Ah! A definição até é fácil: aquilo que NUNCA muda, que é hoje como foi ontem e será amanhã! E haverá algo de eterno... Verão constante sem Inverno?!
I dearly love that name TAO... somehow! :)
The Tao is infinite, eternal.
Why is it eternal?
It was never born;
thus it can never die.
Why is it infinite?
It has no desires for itself;
thus it is present for all beings
Desidério,
Quanto ao afirmado lá atrás:
1. A diferença fundamental é que em qualquer religião há ortodoxia. Quem não a respeita, é expulso. Na ciência ou na filosofia isso não acontece. Se eu fizer uma conferência para tentar mostrar que um dos maiores filósofos vivos (ou do passado) está errado, não serei expulso da comunidade. Posso pôr em causa todos os pressupostos filosóficos que me apetecer e até posso ficar famoso por isso. Compare isso como que aconteceu ao Leonardo Boff http://leonardoboff.com/, como a tantos outros. Mas tenho é de argumentar.

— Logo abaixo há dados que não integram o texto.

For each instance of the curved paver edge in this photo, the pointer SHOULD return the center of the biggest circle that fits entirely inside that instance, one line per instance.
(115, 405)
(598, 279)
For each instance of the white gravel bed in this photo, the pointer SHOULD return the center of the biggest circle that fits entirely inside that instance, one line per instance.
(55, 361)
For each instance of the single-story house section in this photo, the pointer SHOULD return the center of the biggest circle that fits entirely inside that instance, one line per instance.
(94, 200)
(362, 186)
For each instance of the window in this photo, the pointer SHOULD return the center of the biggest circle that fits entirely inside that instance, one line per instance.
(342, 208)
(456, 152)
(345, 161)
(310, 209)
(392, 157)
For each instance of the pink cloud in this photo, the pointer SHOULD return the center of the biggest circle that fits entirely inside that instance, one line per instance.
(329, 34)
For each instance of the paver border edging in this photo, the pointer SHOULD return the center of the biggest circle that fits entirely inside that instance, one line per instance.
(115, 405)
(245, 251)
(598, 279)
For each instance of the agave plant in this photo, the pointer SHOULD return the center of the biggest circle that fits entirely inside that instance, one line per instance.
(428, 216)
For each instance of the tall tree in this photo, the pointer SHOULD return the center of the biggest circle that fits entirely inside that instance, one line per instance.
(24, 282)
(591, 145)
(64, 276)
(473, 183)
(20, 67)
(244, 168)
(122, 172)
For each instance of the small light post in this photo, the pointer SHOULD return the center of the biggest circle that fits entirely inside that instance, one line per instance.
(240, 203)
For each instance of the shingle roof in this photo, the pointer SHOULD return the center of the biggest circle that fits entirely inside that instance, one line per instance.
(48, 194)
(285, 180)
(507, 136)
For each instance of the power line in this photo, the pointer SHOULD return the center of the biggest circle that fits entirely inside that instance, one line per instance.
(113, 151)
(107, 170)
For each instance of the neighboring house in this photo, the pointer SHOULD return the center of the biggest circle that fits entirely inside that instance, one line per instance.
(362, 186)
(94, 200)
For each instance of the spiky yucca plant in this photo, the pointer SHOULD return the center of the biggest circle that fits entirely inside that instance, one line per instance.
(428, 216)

Gostaria de perguntar-lhe algo, como seria tratado, ciêntificamente, um professor de medicina que afirma-se que o coração, assim como a vesícula é desnecessário ao bom funcionamento do corpo humano, e pode ser extraído sem maiores preocupações.
Seria convidado a dar palestras, e seria aclamado? Ou perderia seu cargo, e até seu registro médico?
Concordo com você em apenas um ponto, este provavelmente ficaria famoso.
Tudo que foi comentado tem fundamento dentro da biblia,a graça de Deus não é religiao e a ciencia é Religiao? Porque? pesquise. Tá na biblia.Ciencia e graça não há o que comparar. tudo é vosso.apenas uma serve pra uma coisa e a outro pra outra coisa. difere apenas no objetivo.